BROADWAY
El amor es un juego apasionante
y el mejor sustituto del amor.
De aquel amor inmenso, el amor único,
que uno halla varias veces por el tiempo.
El recíproco amor es lo más bello.
Lo sabemos los dos. Pero es muy grande
el vacío que se abre entre el amor
que se ha ido y el amor que aún no ha llegado.
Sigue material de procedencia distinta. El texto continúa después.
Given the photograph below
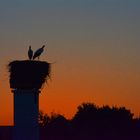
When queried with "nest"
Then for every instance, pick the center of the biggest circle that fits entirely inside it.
(28, 74)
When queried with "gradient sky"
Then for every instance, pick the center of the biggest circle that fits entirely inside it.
(95, 44)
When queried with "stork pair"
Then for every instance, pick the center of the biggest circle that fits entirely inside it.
(36, 54)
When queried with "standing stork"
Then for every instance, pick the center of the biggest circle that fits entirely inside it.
(30, 53)
(38, 52)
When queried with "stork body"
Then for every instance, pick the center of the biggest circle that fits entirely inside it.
(30, 53)
(38, 52)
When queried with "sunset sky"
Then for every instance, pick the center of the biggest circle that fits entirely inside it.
(95, 45)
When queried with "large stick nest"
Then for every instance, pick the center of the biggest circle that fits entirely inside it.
(28, 74)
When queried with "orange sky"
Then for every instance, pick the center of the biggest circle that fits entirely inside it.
(95, 45)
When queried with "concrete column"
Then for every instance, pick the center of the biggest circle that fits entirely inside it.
(26, 108)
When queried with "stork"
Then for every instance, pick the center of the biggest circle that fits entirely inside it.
(30, 53)
(38, 52)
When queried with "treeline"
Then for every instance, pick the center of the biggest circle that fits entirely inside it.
(91, 123)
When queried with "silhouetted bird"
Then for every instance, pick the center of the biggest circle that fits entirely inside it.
(30, 53)
(38, 52)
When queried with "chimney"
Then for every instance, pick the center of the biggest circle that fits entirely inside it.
(26, 80)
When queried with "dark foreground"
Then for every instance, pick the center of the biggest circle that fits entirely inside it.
(89, 123)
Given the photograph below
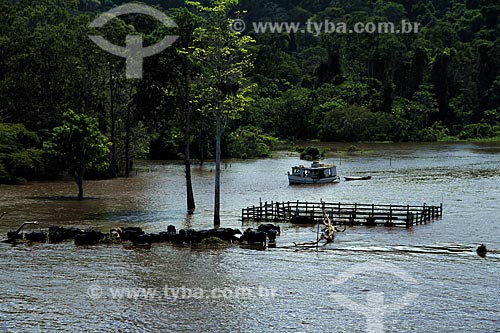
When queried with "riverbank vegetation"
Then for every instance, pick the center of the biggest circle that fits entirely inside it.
(440, 83)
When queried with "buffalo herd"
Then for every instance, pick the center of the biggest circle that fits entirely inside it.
(264, 234)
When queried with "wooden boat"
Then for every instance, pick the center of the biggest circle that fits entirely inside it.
(358, 178)
(317, 173)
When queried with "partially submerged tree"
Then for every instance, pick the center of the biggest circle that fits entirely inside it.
(224, 58)
(79, 145)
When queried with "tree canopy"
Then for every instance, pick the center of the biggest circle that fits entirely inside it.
(443, 81)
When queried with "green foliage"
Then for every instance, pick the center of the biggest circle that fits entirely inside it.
(356, 123)
(79, 145)
(479, 131)
(19, 152)
(249, 142)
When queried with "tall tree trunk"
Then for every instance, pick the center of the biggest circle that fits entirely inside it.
(187, 139)
(127, 143)
(112, 119)
(217, 173)
(187, 160)
(79, 182)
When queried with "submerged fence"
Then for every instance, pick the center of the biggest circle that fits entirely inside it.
(342, 213)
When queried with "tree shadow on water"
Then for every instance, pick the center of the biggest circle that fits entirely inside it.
(61, 198)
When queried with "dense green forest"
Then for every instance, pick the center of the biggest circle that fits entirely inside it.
(439, 83)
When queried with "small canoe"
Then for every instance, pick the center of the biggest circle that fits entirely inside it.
(358, 178)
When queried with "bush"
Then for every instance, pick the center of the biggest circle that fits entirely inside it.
(19, 155)
(478, 131)
(249, 142)
(356, 123)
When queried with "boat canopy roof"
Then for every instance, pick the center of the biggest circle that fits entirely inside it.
(315, 166)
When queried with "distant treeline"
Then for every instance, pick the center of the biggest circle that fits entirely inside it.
(442, 82)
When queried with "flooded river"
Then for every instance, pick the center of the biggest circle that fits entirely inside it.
(424, 279)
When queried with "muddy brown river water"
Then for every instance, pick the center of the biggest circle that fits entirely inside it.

¿Por qué llenarlo, pues, con la tristeza
si es posible colmarlo de sonrisas?
Si se ha ocultado el sol pueden los faros
del coche iluminar la carretera.
Mientras llega otro amor buscando el nuestro
juguemos, sólo juego, a enamorarnos.
Juguemos a querernos, sin querernos,
hasta el día en que alguno de los dos
vuelva a sentir amor por cualquier otro.
El amor es hermoso aun como juego.
(Ciudad del hombre, Nueva York, José María Fonosolla)
Poco más puede añadirse a estos versos de Fonosolla, un poeta de hoy en día, de esos cuyas palabras están cargadas de belleza, modernidad y, sobre todo, sinceridad. Esa sinceridad que se convierte en reflejo de la actualidad. En fin, ¿qué más puede decirse si todo ha quedado ya dicho?